There remains the question as to the proposed distribution of income earned during the period of administration and of costs to the committee. While no cases or statutes were cited by any party, it is my judgment that such income in the sum of $881.90 should be distributed on a 50-50 basis as proposed by the executor, that is, one half to objectant as beneficiary of one half of the estate and the remainder to the executor individually. Such appears proper under section 17-b of the Personal Property Law which provides for prorata distribution ‘1 Unless otherwise expressly provided by the will ”. I do not feel the direction in the will that the real property be placed in trust is equivalent to expressly providing for the disposition of income therefrom, nor does the settlement made at the time the right of election matter was compromised change the situation. There being no *270expression to the contrary in the will of the decedent, all interest or income earned by her estate from the date of her death is distributable proportionately among the residuary legatee and the person designated as income beneficiary of the trust of the residuary estate, taking into account in this case, the changes in such portions as determined by the prior compromise agreement. (Matter of Fairchild, 15 Misc 2d 272; Matter of Shubert, 10 N Y 2d 461; Matter of Mattes, 12 Misc 2d 502; Matter of Dunn, 170 Misc. 702.)

The question of costs to objectant hinges upon an interpretation of section 278 of the Surrogate’s Court Act which states that the Surrogate, upon rendering a decree, may, in his discretion, allow costs to petitioner or to any other party who has succeeded in a contest”. In the instant proceeding objectant seeks costs not only in this proceeding but also in connection with the prior proceeding which culminated in a compromise agreement approved by decree dated August 23, 1961. This application is opposed by the special guardian as well as attorneys for the accounting party.

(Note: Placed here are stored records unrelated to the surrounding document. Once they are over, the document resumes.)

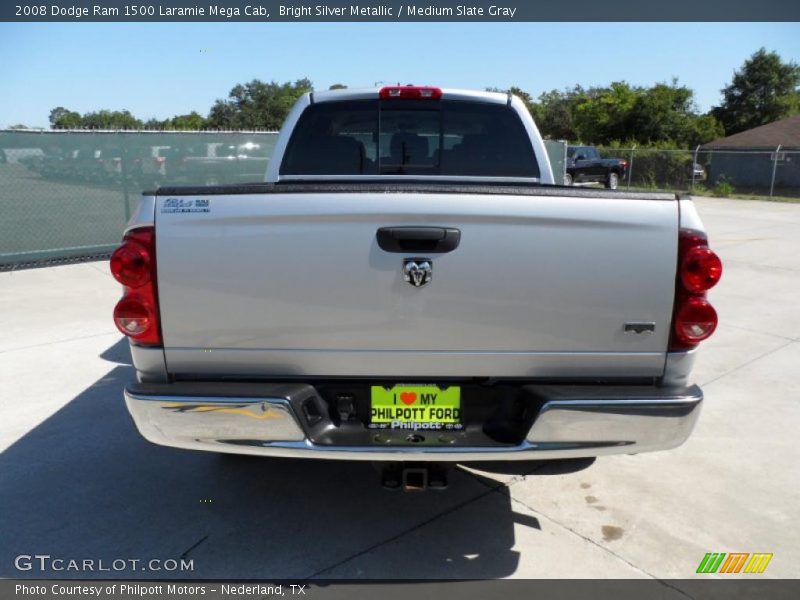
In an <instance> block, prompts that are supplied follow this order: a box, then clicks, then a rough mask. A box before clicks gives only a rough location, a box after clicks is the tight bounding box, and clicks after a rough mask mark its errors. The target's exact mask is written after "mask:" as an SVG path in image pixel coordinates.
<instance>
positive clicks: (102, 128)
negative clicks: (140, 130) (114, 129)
mask: <svg viewBox="0 0 800 600" xmlns="http://www.w3.org/2000/svg"><path fill="white" fill-rule="evenodd" d="M81 127H83V128H85V129H141V128H142V122H141V121H140V120H139V119H137V118H136V117H134V116H133V115H132V114H131V113H130V111H128V110H105V109H103V110H98V111H96V112H88V113H86V114H85V115H83V117H81Z"/></svg>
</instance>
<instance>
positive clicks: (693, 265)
mask: <svg viewBox="0 0 800 600" xmlns="http://www.w3.org/2000/svg"><path fill="white" fill-rule="evenodd" d="M720 277H722V261H721V260H720V259H719V256H717V255H716V254H714V252H712V251H711V249H710V248H709V247H708V246H694V247H692V248H689V250H688V251H687V252H686V254H685V255H684V257H683V260H682V261H681V281H682V283H683V287H685V288H686V289H687V290H688V291H690V292H705V291H706V290H710V289H711V288H712V287H714V286H715V285H716V284H717V282H718V281H719V279H720Z"/></svg>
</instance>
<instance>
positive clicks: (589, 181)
mask: <svg viewBox="0 0 800 600" xmlns="http://www.w3.org/2000/svg"><path fill="white" fill-rule="evenodd" d="M627 169H628V161H627V160H625V159H623V158H600V155H599V154H598V152H597V148H595V147H594V146H569V147H568V148H567V172H566V174H565V175H564V184H565V185H573V184H576V183H602V184H603V185H605V186H606V187H607V188H608V189H611V190H615V189H617V186H618V185H619V182H620V181H621V180H623V179H624V178H625V174H626V173H627Z"/></svg>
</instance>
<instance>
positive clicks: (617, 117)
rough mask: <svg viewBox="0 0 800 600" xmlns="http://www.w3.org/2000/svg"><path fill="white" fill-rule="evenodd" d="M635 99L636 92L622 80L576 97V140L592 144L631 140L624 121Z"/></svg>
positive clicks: (634, 103) (629, 129) (628, 129)
mask: <svg viewBox="0 0 800 600" xmlns="http://www.w3.org/2000/svg"><path fill="white" fill-rule="evenodd" d="M637 97H638V93H637V90H636V89H634V88H632V87H631V86H630V85H629V84H628V83H626V82H624V81H615V82H614V83H612V84H611V85H610V86H609V87H607V88H589V89H588V90H586V91H585V92H584V93H583V94H580V95H579V96H576V98H575V100H574V103H573V110H572V118H573V121H574V123H575V131H576V133H577V134H578V137H579V138H580V139H582V140H584V141H586V142H590V143H593V144H608V143H610V142H611V141H613V140H621V139H627V138H629V137H631V135H630V134H631V131H630V129H629V127H628V124H627V120H628V119H629V116H630V113H631V111H632V110H633V107H634V106H635V104H636V101H637Z"/></svg>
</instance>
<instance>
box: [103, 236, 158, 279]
mask: <svg viewBox="0 0 800 600" xmlns="http://www.w3.org/2000/svg"><path fill="white" fill-rule="evenodd" d="M111 274H112V275H113V276H114V279H116V280H117V281H119V282H120V283H121V284H122V285H125V286H127V287H131V288H137V287H141V286H143V285H144V284H146V283H147V282H148V281H150V253H149V252H148V251H147V248H145V247H144V246H142V245H141V244H139V243H137V242H134V241H132V240H129V241H126V242H125V243H123V244H122V246H120V247H119V248H117V249H116V250H114V254H112V255H111Z"/></svg>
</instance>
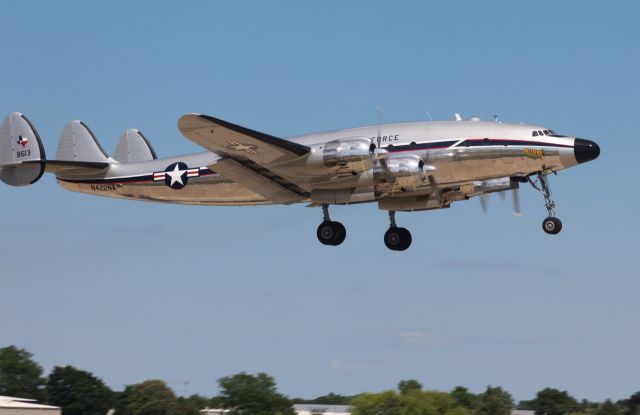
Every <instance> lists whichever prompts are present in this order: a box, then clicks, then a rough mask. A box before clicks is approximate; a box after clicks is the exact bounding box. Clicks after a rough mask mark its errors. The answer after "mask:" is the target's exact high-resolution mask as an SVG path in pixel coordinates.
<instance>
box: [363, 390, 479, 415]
mask: <svg viewBox="0 0 640 415" xmlns="http://www.w3.org/2000/svg"><path fill="white" fill-rule="evenodd" d="M352 404H353V415H471V414H472V412H471V410H469V409H467V408H464V407H462V406H460V405H458V403H457V402H456V401H455V400H454V399H453V398H452V397H451V395H450V394H448V393H445V392H433V391H426V392H422V391H417V390H412V391H410V392H409V393H405V394H399V393H397V392H395V391H385V392H380V393H364V394H362V395H359V396H357V397H355V398H354V399H353V401H352Z"/></svg>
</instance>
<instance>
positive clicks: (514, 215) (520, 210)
mask: <svg viewBox="0 0 640 415" xmlns="http://www.w3.org/2000/svg"><path fill="white" fill-rule="evenodd" d="M511 192H512V195H513V214H514V216H522V210H521V209H520V191H519V190H518V188H517V187H516V188H515V189H513V190H512V191H511Z"/></svg>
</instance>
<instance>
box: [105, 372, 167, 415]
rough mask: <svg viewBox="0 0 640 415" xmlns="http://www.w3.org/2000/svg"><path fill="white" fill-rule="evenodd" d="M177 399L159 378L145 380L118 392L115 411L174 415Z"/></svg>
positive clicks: (158, 414) (155, 414)
mask: <svg viewBox="0 0 640 415" xmlns="http://www.w3.org/2000/svg"><path fill="white" fill-rule="evenodd" d="M178 409H179V408H178V400H177V399H176V395H175V394H174V393H173V391H172V390H171V389H170V388H169V387H168V386H167V384H166V383H164V382H163V381H161V380H147V381H144V382H142V383H138V384H136V385H129V386H127V387H126V388H125V390H124V392H122V394H120V402H119V405H118V409H117V410H116V413H118V414H120V415H174V414H177V413H179V412H178Z"/></svg>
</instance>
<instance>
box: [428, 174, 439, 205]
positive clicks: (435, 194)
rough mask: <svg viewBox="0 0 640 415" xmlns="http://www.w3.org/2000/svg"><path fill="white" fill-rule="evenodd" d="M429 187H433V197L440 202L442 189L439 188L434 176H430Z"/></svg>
mask: <svg viewBox="0 0 640 415" xmlns="http://www.w3.org/2000/svg"><path fill="white" fill-rule="evenodd" d="M428 178H429V185H430V186H431V197H432V198H434V199H438V200H440V188H439V187H438V183H436V179H434V178H433V175H431V174H430V175H429V176H428Z"/></svg>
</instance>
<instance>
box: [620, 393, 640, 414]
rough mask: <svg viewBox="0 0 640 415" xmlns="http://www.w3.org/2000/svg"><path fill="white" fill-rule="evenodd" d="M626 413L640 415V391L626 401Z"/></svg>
mask: <svg viewBox="0 0 640 415" xmlns="http://www.w3.org/2000/svg"><path fill="white" fill-rule="evenodd" d="M625 404H626V405H625V406H626V407H627V408H626V410H625V412H624V415H640V392H636V393H634V394H633V395H631V396H630V397H629V399H627V400H626V401H625Z"/></svg>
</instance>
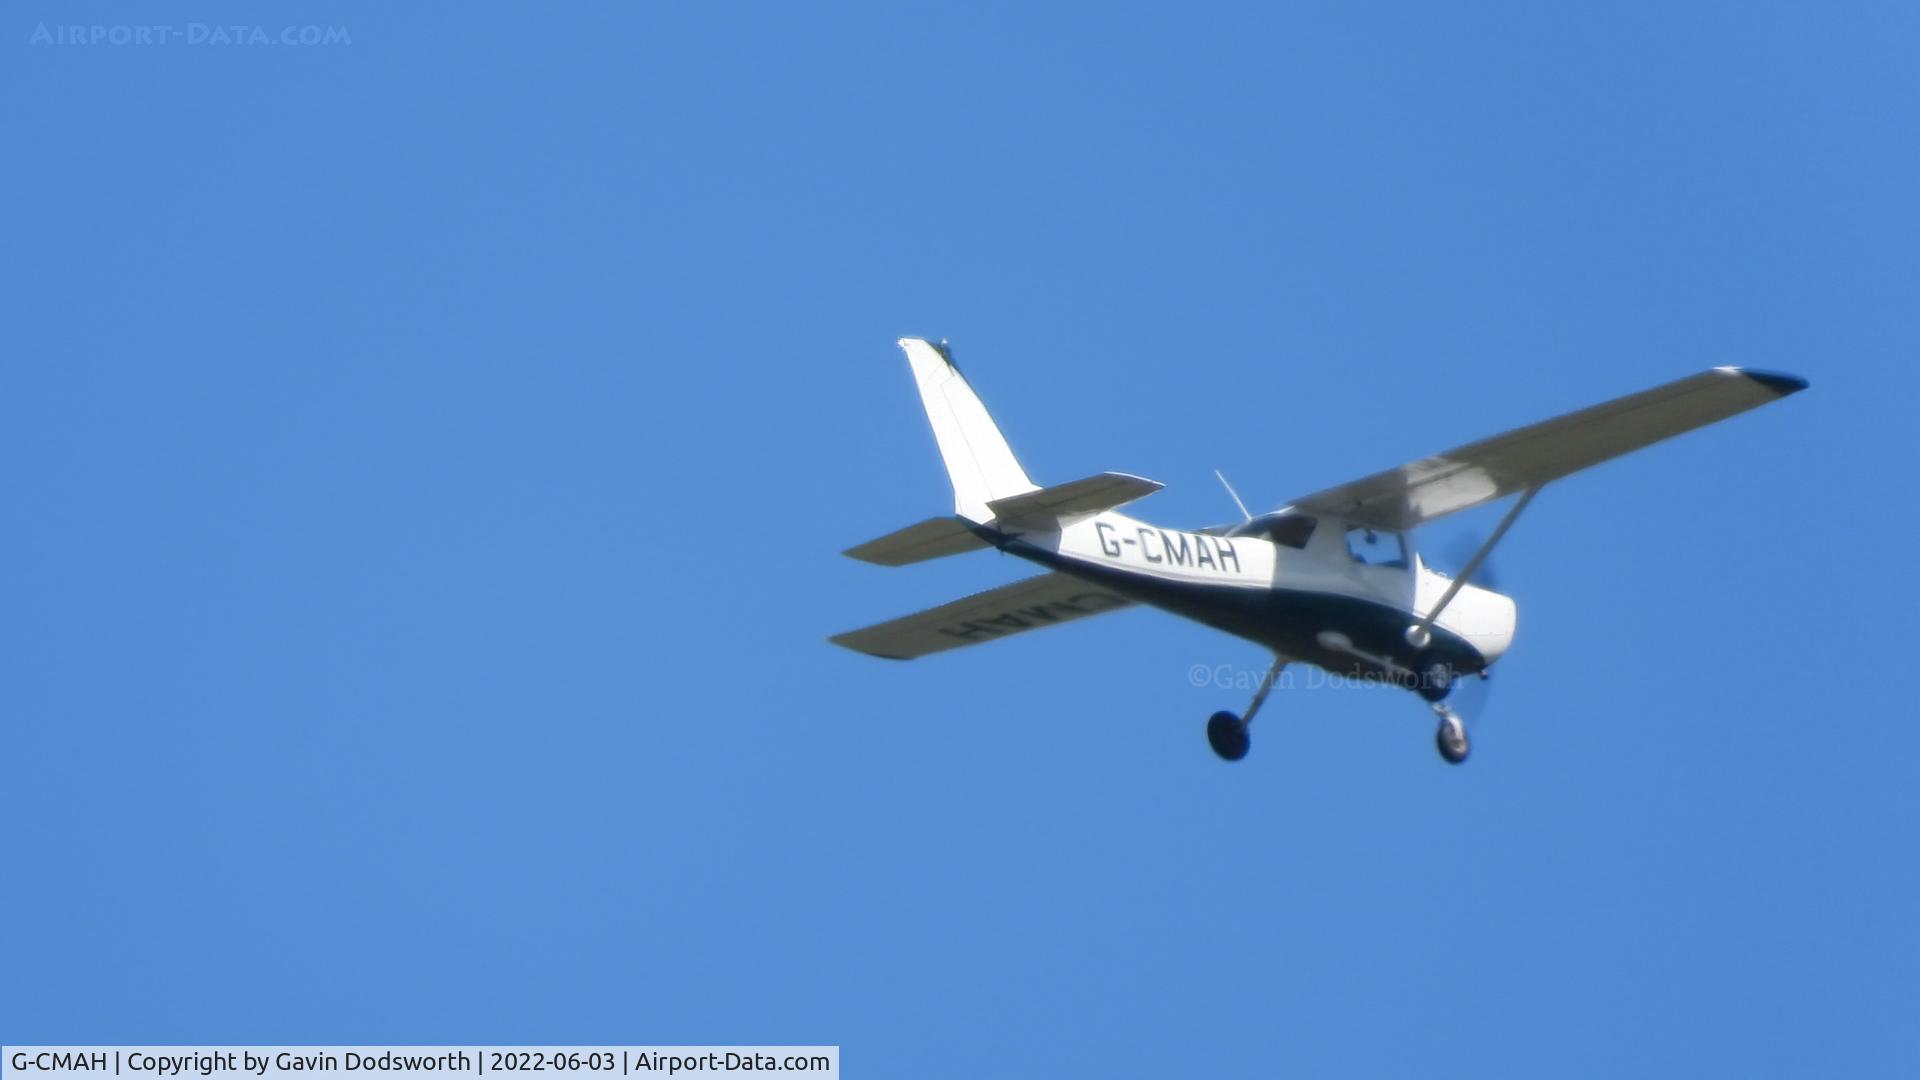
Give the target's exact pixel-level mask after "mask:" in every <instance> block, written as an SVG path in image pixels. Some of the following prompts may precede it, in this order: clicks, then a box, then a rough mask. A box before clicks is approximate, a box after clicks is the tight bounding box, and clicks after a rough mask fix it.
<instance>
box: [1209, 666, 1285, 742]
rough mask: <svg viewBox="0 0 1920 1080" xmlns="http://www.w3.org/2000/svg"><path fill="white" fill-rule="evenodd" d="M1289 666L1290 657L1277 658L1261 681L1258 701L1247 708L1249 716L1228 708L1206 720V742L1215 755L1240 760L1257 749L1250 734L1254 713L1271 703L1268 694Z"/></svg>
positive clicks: (1212, 715) (1222, 710) (1248, 706)
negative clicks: (1264, 676)
mask: <svg viewBox="0 0 1920 1080" xmlns="http://www.w3.org/2000/svg"><path fill="white" fill-rule="evenodd" d="M1283 667H1286V657H1273V667H1271V669H1267V676H1265V678H1261V680H1260V690H1258V692H1256V694H1254V700H1252V701H1248V705H1246V715H1244V717H1236V715H1233V713H1229V711H1225V709H1221V711H1219V713H1213V715H1212V717H1208V721H1206V742H1208V746H1212V748H1213V753H1217V755H1219V757H1221V761H1238V759H1242V757H1246V751H1248V749H1250V748H1252V746H1254V740H1252V736H1250V734H1248V730H1246V728H1248V724H1252V723H1254V713H1258V711H1260V707H1261V705H1263V703H1265V701H1267V694H1271V692H1273V682H1275V680H1277V678H1279V676H1281V669H1283Z"/></svg>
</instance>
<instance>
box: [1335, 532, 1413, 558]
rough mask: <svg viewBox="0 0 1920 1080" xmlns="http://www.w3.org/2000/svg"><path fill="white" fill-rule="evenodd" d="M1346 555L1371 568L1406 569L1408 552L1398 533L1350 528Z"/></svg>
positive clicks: (1348, 536) (1346, 549)
mask: <svg viewBox="0 0 1920 1080" xmlns="http://www.w3.org/2000/svg"><path fill="white" fill-rule="evenodd" d="M1346 553H1348V555H1352V557H1354V561H1356V563H1365V565H1369V567H1405V565H1407V552H1405V546H1404V544H1402V542H1400V534H1398V532H1375V530H1373V528H1359V527H1354V528H1348V530H1346Z"/></svg>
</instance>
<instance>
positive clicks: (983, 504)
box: [900, 338, 1039, 523]
mask: <svg viewBox="0 0 1920 1080" xmlns="http://www.w3.org/2000/svg"><path fill="white" fill-rule="evenodd" d="M900 348H902V350H906V361H908V363H910V365H912V367H914V382H918V384H920V402H922V404H924V405H925V407H927V421H929V423H931V425H933V438H935V440H937V442H939V444H941V457H943V459H945V461H947V477H948V479H950V480H952V484H954V513H958V515H960V517H966V519H968V521H979V523H987V521H993V509H991V507H989V505H987V503H991V502H993V500H1004V498H1012V496H1020V494H1027V492H1033V490H1039V488H1035V486H1033V480H1029V479H1027V473H1025V469H1021V467H1020V461H1018V459H1014V452H1012V450H1010V448H1008V446H1006V438H1004V436H1002V434H1000V429H998V427H995V423H993V417H989V415H987V407H985V405H981V404H979V398H977V396H975V394H973V388H972V386H968V384H966V379H964V377H962V375H960V369H958V367H954V363H952V357H950V356H947V350H945V348H943V346H937V344H933V342H927V340H922V338H900Z"/></svg>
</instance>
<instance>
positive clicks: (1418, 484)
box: [1292, 367, 1807, 530]
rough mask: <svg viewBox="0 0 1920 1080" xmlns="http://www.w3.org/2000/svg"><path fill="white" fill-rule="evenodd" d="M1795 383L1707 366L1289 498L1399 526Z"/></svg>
mask: <svg viewBox="0 0 1920 1080" xmlns="http://www.w3.org/2000/svg"><path fill="white" fill-rule="evenodd" d="M1805 388H1807V380H1805V379H1797V377H1793V375H1774V373H1766V371H1743V369H1740V367H1715V369H1713V371H1703V373H1699V375H1693V377H1690V379H1680V380H1676V382H1668V384H1665V386H1655V388H1651V390H1642V392H1640V394H1628V396H1626V398H1615V400H1613V402H1605V404H1601V405H1594V407H1588V409H1580V411H1578V413H1567V415H1563V417H1553V419H1549V421H1542V423H1536V425H1532V427H1523V429H1515V430H1509V432H1505V434H1496V436H1494V438H1482V440H1480V442H1469V444H1467V446H1459V448H1455V450H1448V452H1446V454H1436V455H1434V457H1423V459H1419V461H1413V463H1409V465H1402V467H1400V469H1388V471H1384V473H1375V475H1373V477H1367V479H1363V480H1354V482H1352V484H1340V486H1338V488H1327V490H1325V492H1317V494H1311V496H1308V498H1304V500H1298V502H1294V503H1292V505H1294V509H1302V511H1308V513H1327V515H1332V517H1344V519H1348V521H1354V523H1357V525H1371V527H1373V528H1384V530H1405V528H1413V527H1415V525H1423V523H1428V521H1432V519H1436V517H1446V515H1450V513H1453V511H1461V509H1467V507H1473V505H1480V503H1484V502H1490V500H1498V498H1501V496H1507V494H1513V492H1519V490H1524V488H1538V486H1540V484H1546V482H1548V480H1557V479H1561V477H1567V475H1569V473H1578V471H1580V469H1586V467H1590V465H1599V463H1601V461H1609V459H1613V457H1619V455H1622V454H1626V452H1632V450H1640V448H1644V446H1651V444H1655V442H1659V440H1663V438H1672V436H1676V434H1682V432H1688V430H1693V429H1697V427H1705V425H1711V423H1715V421H1724V419H1726V417H1732V415H1736V413H1743V411H1747V409H1753V407H1757V405H1764V404H1768V402H1776V400H1780V398H1786V396H1788V394H1797V392H1799V390H1805Z"/></svg>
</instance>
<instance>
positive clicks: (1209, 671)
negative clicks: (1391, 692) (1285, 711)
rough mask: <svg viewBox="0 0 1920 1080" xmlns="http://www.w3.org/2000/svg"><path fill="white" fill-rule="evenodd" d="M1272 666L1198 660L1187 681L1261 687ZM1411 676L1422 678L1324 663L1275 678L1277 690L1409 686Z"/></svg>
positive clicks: (1187, 669) (1208, 683)
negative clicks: (1338, 673) (1343, 669)
mask: <svg viewBox="0 0 1920 1080" xmlns="http://www.w3.org/2000/svg"><path fill="white" fill-rule="evenodd" d="M1267 675H1269V669H1265V667H1240V665H1236V663H1196V665H1192V667H1188V669H1187V684H1188V686H1200V688H1213V690H1248V692H1252V690H1260V684H1261V682H1265V680H1267ZM1409 678H1419V676H1415V675H1413V673H1405V675H1398V676H1396V675H1375V673H1365V675H1338V673H1332V671H1325V669H1321V667H1288V669H1283V671H1281V675H1279V678H1275V680H1273V688H1275V690H1315V688H1323V686H1332V688H1336V690H1338V688H1356V686H1407V680H1409Z"/></svg>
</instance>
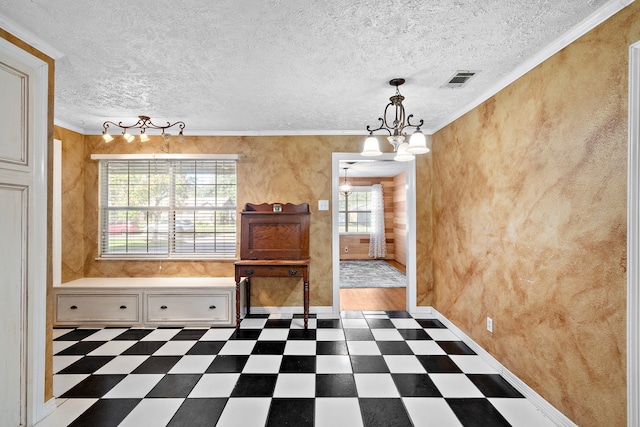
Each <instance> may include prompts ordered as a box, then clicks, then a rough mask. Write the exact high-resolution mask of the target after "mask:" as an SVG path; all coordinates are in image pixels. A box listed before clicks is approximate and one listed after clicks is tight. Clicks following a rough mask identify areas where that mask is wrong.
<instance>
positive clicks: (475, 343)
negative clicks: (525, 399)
mask: <svg viewBox="0 0 640 427" xmlns="http://www.w3.org/2000/svg"><path fill="white" fill-rule="evenodd" d="M419 309H420V310H419V313H424V314H426V315H428V317H435V318H436V319H438V320H439V321H441V322H442V324H444V325H445V326H446V327H447V328H448V329H449V330H450V331H451V332H452V333H453V334H454V335H456V336H457V337H458V338H460V339H461V340H462V341H463V342H464V343H465V344H466V345H468V346H469V348H471V349H472V350H473V351H475V352H476V353H477V354H478V356H480V357H481V358H482V359H483V360H484V361H485V362H486V363H488V364H489V365H490V366H491V367H492V368H494V369H496V370H497V371H498V372H499V373H500V375H502V377H503V378H504V379H505V380H507V382H509V384H511V385H512V386H513V387H514V388H515V389H516V390H518V391H519V392H520V393H521V394H522V395H523V396H525V397H526V398H527V399H528V400H529V401H530V402H531V403H532V404H533V405H534V406H535V407H536V408H538V410H540V412H542V413H543V414H544V415H545V416H546V417H547V418H549V419H550V420H551V421H553V422H554V423H555V424H556V425H558V426H566V427H577V425H576V424H575V423H574V422H573V421H571V420H570V419H569V418H567V416H566V415H564V414H563V413H562V412H560V411H559V410H558V409H556V408H555V407H554V406H553V405H551V404H550V403H549V402H547V401H546V400H545V399H544V398H543V397H542V396H540V395H539V394H538V393H536V392H535V390H533V389H532V388H531V387H529V386H528V385H527V384H526V383H524V382H523V381H522V380H520V379H519V378H518V377H517V376H515V375H514V374H513V373H512V372H511V371H509V370H508V369H507V368H505V367H504V366H503V365H502V364H501V363H500V362H499V361H498V360H496V359H495V358H494V357H493V356H492V355H491V354H489V353H488V352H487V351H486V350H485V349H483V348H482V347H480V345H478V344H477V343H476V342H475V341H474V340H472V339H471V338H470V337H469V336H468V335H467V334H465V333H464V332H463V331H462V330H461V329H460V328H458V327H457V326H456V325H454V324H453V323H452V322H451V321H450V320H449V319H447V318H446V317H445V316H443V315H442V314H441V313H439V312H438V310H436V309H435V308H433V307H419Z"/></svg>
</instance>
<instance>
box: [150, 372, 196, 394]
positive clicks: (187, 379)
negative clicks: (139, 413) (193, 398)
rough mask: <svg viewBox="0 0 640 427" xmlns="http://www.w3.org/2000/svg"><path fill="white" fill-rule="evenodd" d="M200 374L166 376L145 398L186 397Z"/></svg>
mask: <svg viewBox="0 0 640 427" xmlns="http://www.w3.org/2000/svg"><path fill="white" fill-rule="evenodd" d="M200 377H202V375H200V374H168V375H165V376H164V377H162V379H161V380H160V382H159V383H158V384H156V386H155V387H154V388H153V389H152V390H151V391H150V392H149V394H147V395H146V396H145V397H187V396H189V393H191V390H192V389H193V387H195V385H196V383H197V382H198V381H199V380H200Z"/></svg>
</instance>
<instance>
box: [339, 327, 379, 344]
mask: <svg viewBox="0 0 640 427" xmlns="http://www.w3.org/2000/svg"><path fill="white" fill-rule="evenodd" d="M344 336H345V338H346V339H347V341H373V340H374V338H373V334H372V333H371V330H370V329H365V328H347V329H345V330H344Z"/></svg>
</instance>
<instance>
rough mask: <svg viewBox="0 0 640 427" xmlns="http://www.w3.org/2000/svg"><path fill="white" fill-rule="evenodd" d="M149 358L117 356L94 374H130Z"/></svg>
mask: <svg viewBox="0 0 640 427" xmlns="http://www.w3.org/2000/svg"><path fill="white" fill-rule="evenodd" d="M148 358H149V356H147V355H144V356H118V357H116V358H114V359H112V360H111V361H109V362H108V363H107V364H106V365H104V366H103V367H101V368H100V369H98V370H97V371H96V372H95V373H96V374H99V375H105V374H130V373H131V372H133V370H134V369H136V368H137V367H138V366H140V365H141V364H142V362H144V361H145V360H147V359H148Z"/></svg>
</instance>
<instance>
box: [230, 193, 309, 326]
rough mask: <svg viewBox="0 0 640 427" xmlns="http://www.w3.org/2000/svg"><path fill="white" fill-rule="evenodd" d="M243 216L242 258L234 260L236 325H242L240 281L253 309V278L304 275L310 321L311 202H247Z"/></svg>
mask: <svg viewBox="0 0 640 427" xmlns="http://www.w3.org/2000/svg"><path fill="white" fill-rule="evenodd" d="M240 215H241V235H240V261H236V262H235V279H236V327H238V328H239V327H240V308H239V304H240V282H241V280H242V278H243V277H245V278H246V279H245V286H246V290H245V295H246V301H245V306H246V309H247V314H250V310H251V298H250V293H251V278H252V277H292V278H302V283H303V303H304V304H303V305H304V327H305V329H306V328H307V326H308V323H309V204H308V203H302V204H299V205H294V204H291V203H286V204H282V203H273V204H269V203H263V204H259V205H257V204H252V203H247V204H246V205H245V209H244V210H243V211H242V212H241V213H240Z"/></svg>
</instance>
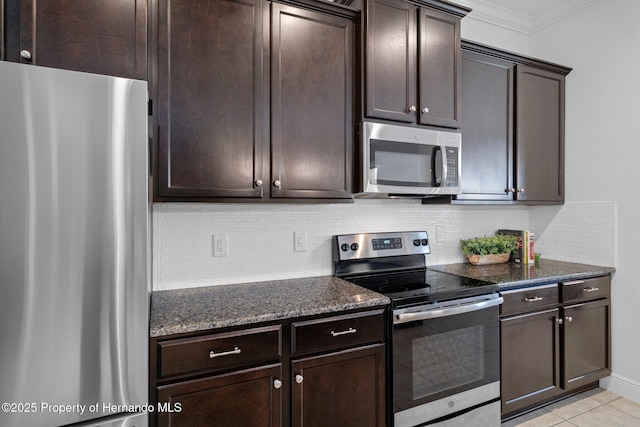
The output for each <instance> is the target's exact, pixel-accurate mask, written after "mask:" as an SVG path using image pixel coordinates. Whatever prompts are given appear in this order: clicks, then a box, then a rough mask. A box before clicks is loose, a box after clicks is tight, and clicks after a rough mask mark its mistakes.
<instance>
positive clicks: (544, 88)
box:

Since no request for costs was made in that prior proceeding, and since no reservation of any right to apply subsequently for such was entered in the decree, they are hereby denied. (Matter of Proben, 23 Misc 2d 993; Matter of Bloomingdale, 169 Misc. 968; Matter of Kroos, 200 Misc. 1003.)

The instant proceeding culminated in a “ contest ”. (Matter of Zuckerman, 13 Misc 2d 93.) In opposition it is argued that he was not a successful contestant ” because many objections were withdrawn and some conceded. A party need not be completely successful to warrant costs. Construing section 278 of the Surrogate’s Court Act relative to costs in a will construction proceeding (which admittedly is made under a different portion of said section) Surrogate Wingate pointed out that the essential basis for such an allowance is the usual one of at least partial success. (Matter of Curley, 161 Misc. 391.) And costs were allowed a partially successful objectant in an accounting proceeding such as this in Matter of Ryan (181 Misc. 566) where Surrogate Delehanty took cognizance of the fact that many of the 300 objections had been sustained but that the representative had successfully resisted the attack in the case of others.

Objectant’s application for costs upon settlement of the decree in this contested accounting proceeding is hereby allowed under section 278 of the Surrogate’s Court Act. (Matter of Vorndran, 132 Misc. 611; Matter of Mass, 201 Misc. 668.)

Let a decree be entered accordingly directing the payment of such costs to objectant’s attorney payable out of the estate.